On the one hand, the software is capable of producing unlimited quantities of well notated musical material. This material is idiomatic in the sense that it is mechanically executable, however it is also lacking in several respects. The software is not at all concerned with rhythm, dynamics, articulation, or indeed anything to do with the player’s right hand. With the knowledge the material was at best 50% of a piece of music, I presented it to Pablo with an additional blank stave so that he might have creative freedom to compose those parameters that the computer ignored. I hoped to offer this material as a source a source of inspiration rather than as a prescriptive and difficult piece of music (as would very easily become the case given the software’s rigorous attention to fingerings and sometimes optimistic assumptions about what it can expect from the performer.) This correspondence with Pablo also prompted a few revisions to the rules of feasibility and the notation.

Problems, possible applications and further research.

There remain a few notational issues in this software. Some are minor and easily resolved: it often reiterates fingering numbers unnecessarily and is not intelligent in its spelling of accidentals. Others require more thought: in order for the project to develop further a more nuanced sub-routine for type-setting rhythms will become necessary; also the possibility for writing multiple voices may be desirable if it is to be put to use composing contrapuntal guitar music.

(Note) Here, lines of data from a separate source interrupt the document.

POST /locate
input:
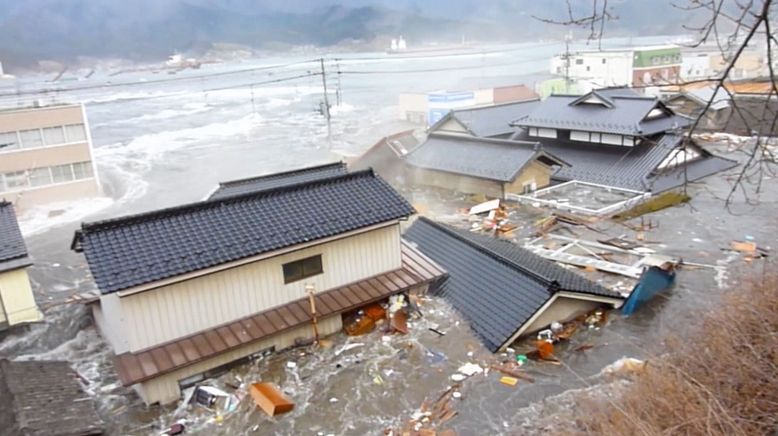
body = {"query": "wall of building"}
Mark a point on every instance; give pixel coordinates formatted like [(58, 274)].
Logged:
[(165, 389), (457, 182), (561, 310), (46, 156), (181, 309), (17, 297), (535, 172)]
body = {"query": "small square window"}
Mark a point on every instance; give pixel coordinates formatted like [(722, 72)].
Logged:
[(303, 268)]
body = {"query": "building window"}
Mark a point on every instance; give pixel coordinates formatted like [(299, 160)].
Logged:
[(62, 173), (303, 268), (31, 138), (75, 133), (54, 135)]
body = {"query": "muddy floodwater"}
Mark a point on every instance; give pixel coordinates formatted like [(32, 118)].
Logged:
[(166, 150)]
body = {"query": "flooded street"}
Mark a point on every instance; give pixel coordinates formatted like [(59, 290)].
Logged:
[(162, 145)]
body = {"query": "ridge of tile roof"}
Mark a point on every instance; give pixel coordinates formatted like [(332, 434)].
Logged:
[(269, 181), (13, 250), (138, 249)]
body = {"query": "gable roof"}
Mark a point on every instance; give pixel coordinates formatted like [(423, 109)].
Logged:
[(617, 112), (44, 398), (629, 167), (144, 248), (485, 158), (13, 251), (497, 285), (489, 121), (270, 181)]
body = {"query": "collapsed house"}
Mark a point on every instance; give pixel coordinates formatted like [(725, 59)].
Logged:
[(17, 302), (503, 290), (492, 167), (44, 398), (190, 290), (616, 138)]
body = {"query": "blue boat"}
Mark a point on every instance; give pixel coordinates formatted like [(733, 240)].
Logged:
[(653, 280)]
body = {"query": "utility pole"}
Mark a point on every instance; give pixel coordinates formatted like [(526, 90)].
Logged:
[(326, 108), (568, 38)]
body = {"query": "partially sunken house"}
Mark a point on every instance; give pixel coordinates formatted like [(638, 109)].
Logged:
[(492, 167), (617, 138), (189, 290), (504, 291), (17, 302), (44, 398)]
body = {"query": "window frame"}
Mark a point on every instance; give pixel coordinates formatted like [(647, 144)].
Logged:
[(308, 267)]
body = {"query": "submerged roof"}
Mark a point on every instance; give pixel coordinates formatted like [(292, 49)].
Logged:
[(44, 398), (628, 167), (13, 251), (270, 181), (497, 285), (139, 249), (485, 158), (489, 121), (612, 111)]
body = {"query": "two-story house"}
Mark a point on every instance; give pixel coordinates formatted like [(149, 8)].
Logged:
[(188, 290), (17, 302), (617, 138)]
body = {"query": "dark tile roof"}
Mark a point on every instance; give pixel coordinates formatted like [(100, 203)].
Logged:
[(497, 285), (46, 399), (485, 158), (626, 167), (490, 121), (13, 252), (417, 269), (138, 249), (621, 114), (270, 181)]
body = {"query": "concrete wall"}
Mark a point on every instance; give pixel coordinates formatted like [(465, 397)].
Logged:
[(165, 389), (18, 301), (163, 314), (457, 182), (537, 172)]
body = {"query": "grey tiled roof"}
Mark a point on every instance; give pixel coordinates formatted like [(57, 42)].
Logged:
[(497, 285), (624, 117), (13, 252), (489, 121), (628, 167), (46, 399), (270, 181), (492, 159), (138, 249)]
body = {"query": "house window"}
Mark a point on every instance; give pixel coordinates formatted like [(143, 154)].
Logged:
[(31, 138), (54, 135), (303, 268), (9, 141), (75, 133)]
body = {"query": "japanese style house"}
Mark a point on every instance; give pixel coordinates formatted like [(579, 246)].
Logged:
[(188, 290)]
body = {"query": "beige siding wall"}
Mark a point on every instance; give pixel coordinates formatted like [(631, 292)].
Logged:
[(164, 389), (457, 183), (40, 117), (536, 171), (181, 309), (561, 310), (18, 300)]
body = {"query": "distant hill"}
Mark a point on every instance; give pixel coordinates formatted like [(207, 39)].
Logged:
[(151, 29)]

Other problems have to do with the limited scope of the project. It currently has no support for barre chords or for other techniques central to string instruments such as harmonics, hammer-ons/pull-offs or pitch-bends. In particular, the total omission of the players second non-fingerboard hand surely also ought to be addressed moving forwards.

Problems aside, a few practical applications of this code suggest themselves. It might be possible to extend the program so that it can automatically adapt music for performance on a fretted instruments. It could produce reductions from keyboard or orchestral arrangements. Alternatively it could be used to transcribe fretted- instrument music from one tuning to another. Another possible application could take the form of a software plug-in for programs like Sibelius or Finale, in order to flag up errors and unrealistic expectations made by composers, or to automatically work out suggested fingerings for their work.

Given that most music for instruments in the violin family and other non-fretted string instruments is generally written for the tempered chromatic scale, this software could readily be adapted to suit the needs of those instruments too. If the rules of feasibility were adapted for a continuous (rather than fretted) fingerboard then they could be used in complicated microtonal situations too.

A rather fanciful future project I would like to pursue is to design a board game based on this software. Like a board game this software works in a domain consisting of discrete positions on a board and discrete moves between those states, all that is missing is some objective for the players of the game to play for. It seems dubious whether such a game would be any fun to play, but the real purpose of this project would be to subject it to an analysis using game theory. If computers could be taught to play the game against one another then this could become a novel source of generative music.